Sci Rep. 2024 Mar 1;14(1):5079. doi: 10.1038/s41598-024-55054-0.


The differential diagnosis for optic atrophy can be challenging and requires expensive, time-consuming ancillary testing to determine the cause. While Leber’s hereditary optic neuropathy (LHON) and optic neuritis (ON) are both clinically significant causes for optic atrophy, both relatively rare in the general population, contributing to limitations in obtaining large imaging datasets. This study therefore aims to develop a deep learning (DL) model based on small datasets that could distinguish the cause of optic disc atrophy using only fundus photography.

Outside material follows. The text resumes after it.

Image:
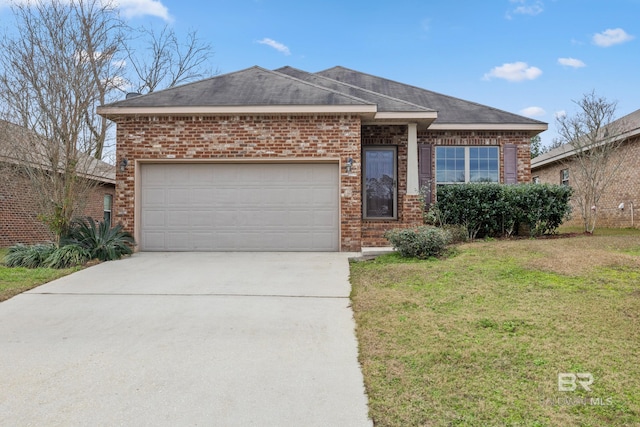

We retrospectively reviewed fundus photographs of 120 normal eyes, 30 eyes (15 patients) with genetically-confirmed LHON, and 30 eyes (26 patients) with ON. Images were split into a training dataset and a test dataset and used for model training with ResNet-18. To visualize the critical regions in retinal photographs that are highly associated with disease prediction, Gradient-Weighted Class Activation Map (Grad-CAM) was used to generate image-level attention heat maps and to enhance the interpretability of the DL system. In the 3-class classification of normal, LHON, and ON, the area under the receiver operating characteristic curve (AUROC) was 1.0 for normal, 0.988 for LHON, and 0.990 for ON, clearly differentiating each class from the others with an overall total accuracy of 0.93. Specifically, when distinguishing between normal and disease cases, the precision, recall, and F1 scores were perfect at 1.0. Furthermore, in the differentiation of LHON from other conditions, ON from others, and between LHON and ON, we consistently observed precision, recall, and F1 scores of 0.8. The model performance was maintained until only 10% of the pixel values of the image, identified as important by Grad-CAM, were preserved and the rest were masked, followed by retraining and evaluation.